Objective: When integrated behavioral health clinicians (IBHCs) and residents co-manage patients, residents may learn new approaches. We aimed to understand the effect of co-management on residents' behavioral health (BH) management learning.
Methods: Residents completed a web-based survey enquiring: whether co-management included a shared visit and/or face-to-face meeting with an IBHC, whether residents received feedback from the IBHC, and what they learned. Qualitative responses were coded thematically using a constant comparative method.

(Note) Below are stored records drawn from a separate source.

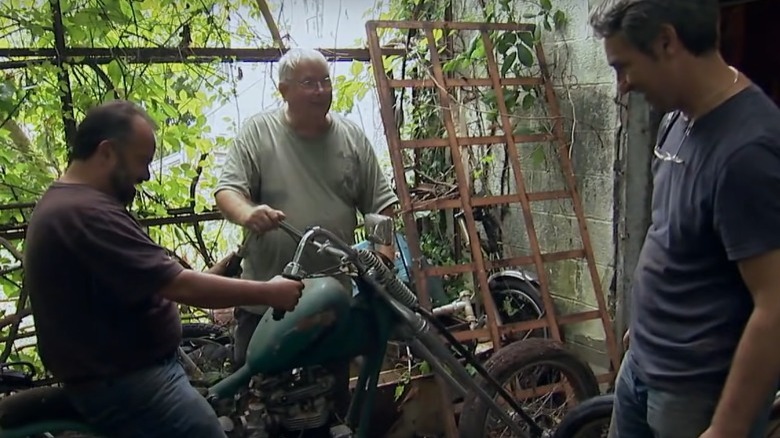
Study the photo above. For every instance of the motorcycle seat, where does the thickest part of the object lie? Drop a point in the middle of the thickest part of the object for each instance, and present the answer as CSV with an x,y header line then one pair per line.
x,y
46,403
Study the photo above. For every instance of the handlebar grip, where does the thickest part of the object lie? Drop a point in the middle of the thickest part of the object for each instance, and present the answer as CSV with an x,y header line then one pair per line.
x,y
278,314
233,267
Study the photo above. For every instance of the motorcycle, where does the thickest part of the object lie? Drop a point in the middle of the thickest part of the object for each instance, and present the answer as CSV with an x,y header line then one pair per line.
x,y
331,323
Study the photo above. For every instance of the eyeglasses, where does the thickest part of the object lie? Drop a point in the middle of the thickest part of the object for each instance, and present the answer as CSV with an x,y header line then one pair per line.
x,y
325,83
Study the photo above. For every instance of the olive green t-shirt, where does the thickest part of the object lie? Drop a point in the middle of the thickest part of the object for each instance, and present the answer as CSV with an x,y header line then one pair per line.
x,y
324,181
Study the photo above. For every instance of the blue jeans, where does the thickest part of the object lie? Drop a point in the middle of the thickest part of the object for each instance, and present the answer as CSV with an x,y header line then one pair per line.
x,y
642,412
157,401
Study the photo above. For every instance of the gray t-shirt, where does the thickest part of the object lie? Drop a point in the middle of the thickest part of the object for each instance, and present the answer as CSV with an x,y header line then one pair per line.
x,y
718,206
324,181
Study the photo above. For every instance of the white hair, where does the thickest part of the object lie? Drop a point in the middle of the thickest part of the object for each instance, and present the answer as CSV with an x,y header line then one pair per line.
x,y
293,57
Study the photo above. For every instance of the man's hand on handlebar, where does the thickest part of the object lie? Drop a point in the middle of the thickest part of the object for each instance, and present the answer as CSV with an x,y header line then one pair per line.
x,y
261,218
285,293
221,267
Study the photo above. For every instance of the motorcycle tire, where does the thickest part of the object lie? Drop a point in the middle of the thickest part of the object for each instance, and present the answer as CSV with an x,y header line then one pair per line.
x,y
513,358
528,295
589,419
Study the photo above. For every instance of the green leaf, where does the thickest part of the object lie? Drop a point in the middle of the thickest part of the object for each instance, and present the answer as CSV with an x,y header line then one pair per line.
x,y
509,61
356,68
559,18
527,38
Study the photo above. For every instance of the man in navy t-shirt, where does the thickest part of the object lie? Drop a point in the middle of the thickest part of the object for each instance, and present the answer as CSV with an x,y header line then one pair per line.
x,y
706,292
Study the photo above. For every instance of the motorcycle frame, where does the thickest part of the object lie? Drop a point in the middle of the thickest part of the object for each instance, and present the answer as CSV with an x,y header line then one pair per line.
x,y
393,320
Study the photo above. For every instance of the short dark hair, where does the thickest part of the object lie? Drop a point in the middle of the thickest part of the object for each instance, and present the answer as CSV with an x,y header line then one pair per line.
x,y
110,120
640,21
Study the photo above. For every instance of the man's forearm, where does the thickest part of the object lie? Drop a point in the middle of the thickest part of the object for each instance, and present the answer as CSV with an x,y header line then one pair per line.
x,y
214,292
232,205
753,376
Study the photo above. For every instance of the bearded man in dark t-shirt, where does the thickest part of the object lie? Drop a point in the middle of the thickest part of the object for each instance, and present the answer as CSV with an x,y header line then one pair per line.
x,y
103,293
705,301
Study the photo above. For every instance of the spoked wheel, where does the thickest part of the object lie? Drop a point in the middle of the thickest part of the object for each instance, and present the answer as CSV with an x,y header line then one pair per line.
x,y
544,379
208,346
589,419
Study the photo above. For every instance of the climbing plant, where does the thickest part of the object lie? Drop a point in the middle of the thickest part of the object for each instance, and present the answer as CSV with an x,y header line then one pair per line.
x,y
477,112
40,100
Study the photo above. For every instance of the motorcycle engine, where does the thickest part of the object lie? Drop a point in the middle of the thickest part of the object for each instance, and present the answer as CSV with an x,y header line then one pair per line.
x,y
294,401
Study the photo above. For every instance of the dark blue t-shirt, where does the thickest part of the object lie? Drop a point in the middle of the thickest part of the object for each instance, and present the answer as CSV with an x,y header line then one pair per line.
x,y
715,201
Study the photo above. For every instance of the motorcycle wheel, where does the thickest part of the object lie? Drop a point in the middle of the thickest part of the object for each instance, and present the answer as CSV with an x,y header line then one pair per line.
x,y
589,419
512,360
518,301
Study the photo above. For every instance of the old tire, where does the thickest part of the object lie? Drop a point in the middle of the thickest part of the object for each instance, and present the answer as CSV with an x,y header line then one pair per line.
x,y
511,359
588,419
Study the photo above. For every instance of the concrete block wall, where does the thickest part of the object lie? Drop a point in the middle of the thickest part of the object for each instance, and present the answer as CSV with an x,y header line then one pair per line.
x,y
585,87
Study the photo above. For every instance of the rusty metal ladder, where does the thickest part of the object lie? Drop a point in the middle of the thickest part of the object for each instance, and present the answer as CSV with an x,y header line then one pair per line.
x,y
465,200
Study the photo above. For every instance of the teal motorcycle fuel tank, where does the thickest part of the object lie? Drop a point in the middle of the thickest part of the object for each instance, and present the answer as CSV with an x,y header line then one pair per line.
x,y
326,325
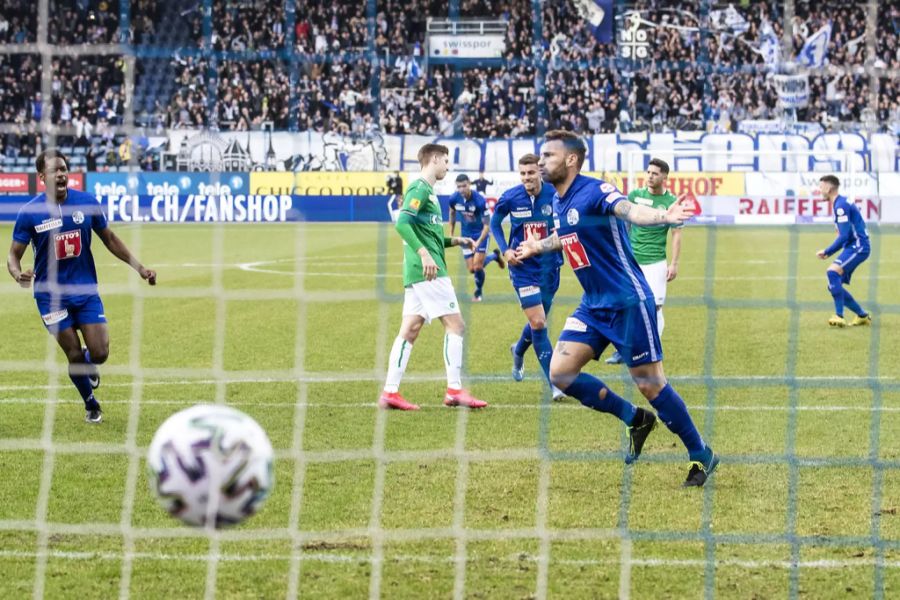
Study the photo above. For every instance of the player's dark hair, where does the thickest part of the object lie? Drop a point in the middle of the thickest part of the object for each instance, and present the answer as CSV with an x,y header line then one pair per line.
x,y
663,165
429,150
832,180
571,141
41,162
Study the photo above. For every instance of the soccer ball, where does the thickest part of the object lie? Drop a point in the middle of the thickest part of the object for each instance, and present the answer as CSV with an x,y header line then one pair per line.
x,y
210,462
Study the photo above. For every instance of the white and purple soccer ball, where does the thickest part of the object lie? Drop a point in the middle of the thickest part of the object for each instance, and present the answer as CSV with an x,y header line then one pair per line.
x,y
210,463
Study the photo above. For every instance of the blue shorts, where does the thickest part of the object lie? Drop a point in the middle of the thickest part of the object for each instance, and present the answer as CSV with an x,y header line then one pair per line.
x,y
849,259
60,313
535,288
482,247
631,330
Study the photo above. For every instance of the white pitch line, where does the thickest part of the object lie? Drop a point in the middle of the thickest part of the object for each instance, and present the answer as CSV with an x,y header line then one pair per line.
x,y
568,405
333,557
374,376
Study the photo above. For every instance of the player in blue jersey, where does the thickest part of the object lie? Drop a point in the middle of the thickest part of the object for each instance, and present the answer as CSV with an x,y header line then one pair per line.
x,y
617,307
469,207
59,225
853,243
535,280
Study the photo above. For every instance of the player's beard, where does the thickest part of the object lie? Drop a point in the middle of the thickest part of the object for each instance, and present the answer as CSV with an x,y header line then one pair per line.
x,y
554,177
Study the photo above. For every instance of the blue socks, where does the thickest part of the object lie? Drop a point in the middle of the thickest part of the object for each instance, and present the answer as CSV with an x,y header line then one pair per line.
x,y
479,280
524,340
852,304
82,382
837,292
542,349
672,411
587,389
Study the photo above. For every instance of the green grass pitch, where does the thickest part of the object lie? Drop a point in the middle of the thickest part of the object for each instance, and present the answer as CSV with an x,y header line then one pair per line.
x,y
293,323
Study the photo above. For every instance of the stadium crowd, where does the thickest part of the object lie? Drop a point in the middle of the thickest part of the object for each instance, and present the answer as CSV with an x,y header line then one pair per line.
x,y
697,75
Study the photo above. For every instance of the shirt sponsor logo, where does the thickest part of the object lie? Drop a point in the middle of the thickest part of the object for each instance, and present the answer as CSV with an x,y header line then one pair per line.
x,y
574,251
13,182
48,225
535,230
55,317
67,244
573,324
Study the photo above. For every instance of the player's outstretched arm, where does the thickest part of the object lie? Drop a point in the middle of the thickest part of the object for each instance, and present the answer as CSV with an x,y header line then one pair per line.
x,y
638,214
532,247
14,265
121,251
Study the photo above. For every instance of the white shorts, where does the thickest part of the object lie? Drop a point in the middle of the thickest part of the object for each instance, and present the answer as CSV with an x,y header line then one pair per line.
x,y
430,299
655,274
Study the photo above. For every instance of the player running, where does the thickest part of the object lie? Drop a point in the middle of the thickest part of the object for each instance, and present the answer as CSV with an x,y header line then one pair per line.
x,y
429,292
649,243
59,224
535,280
853,242
617,307
474,223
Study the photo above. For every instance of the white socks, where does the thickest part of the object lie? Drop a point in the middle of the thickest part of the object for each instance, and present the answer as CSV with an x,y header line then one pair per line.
x,y
453,360
400,352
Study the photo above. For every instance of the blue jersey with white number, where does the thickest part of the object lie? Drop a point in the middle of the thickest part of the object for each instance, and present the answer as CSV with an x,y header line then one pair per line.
x,y
851,227
595,244
471,213
60,235
529,217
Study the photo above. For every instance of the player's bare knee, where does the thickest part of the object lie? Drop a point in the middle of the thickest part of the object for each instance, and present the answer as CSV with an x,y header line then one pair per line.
x,y
99,355
562,378
538,323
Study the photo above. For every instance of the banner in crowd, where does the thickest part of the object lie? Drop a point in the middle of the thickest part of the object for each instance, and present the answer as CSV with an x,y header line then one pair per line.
x,y
753,197
466,46
769,150
793,90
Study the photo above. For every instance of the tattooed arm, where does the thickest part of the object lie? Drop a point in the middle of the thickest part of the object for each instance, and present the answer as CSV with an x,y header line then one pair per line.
x,y
644,215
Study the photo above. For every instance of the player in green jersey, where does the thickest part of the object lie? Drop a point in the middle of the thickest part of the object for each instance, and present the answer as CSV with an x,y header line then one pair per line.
x,y
428,291
649,243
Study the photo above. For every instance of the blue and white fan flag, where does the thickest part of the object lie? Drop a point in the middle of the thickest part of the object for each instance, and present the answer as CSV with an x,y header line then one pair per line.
x,y
815,48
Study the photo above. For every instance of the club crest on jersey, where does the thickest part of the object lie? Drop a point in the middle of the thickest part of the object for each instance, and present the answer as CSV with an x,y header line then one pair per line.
x,y
47,225
574,251
52,318
573,324
67,244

Results: Among 117 respondents (overall response rate 72%, 117/163), from five residencies recruited from 40 residencies with BH integration, residents were significantly more likely to receive feedback if they had a shared visit with the patient and an IBHC (yes 69% vs. no 33%; adjusted OR 3.0, 95% CI 1.2-7.6). Residents reported three major learning themes: interpersonal communication skills awareness, BH skills awareness, and newly adopted attitudes toward BH. Residents who received feedback were more likely to report themes of interpersonal communication skills awareness (yes 26.6% vs. no 9.4%).
Conclusion: BH integration promotes increased feedback for residents practicing face-to-face co-management with IBHCs, and a positive influence regarding residents' attitudes and perceived skills.
Practical implications: Residency programs can meaningfully improve residents' learning by promoting face-to-face co-management with IBHCs.
Keywords: Behavioral medicine; Cooperative behavior; Graduate medical education; Mental health services; Patient care team; Primary care.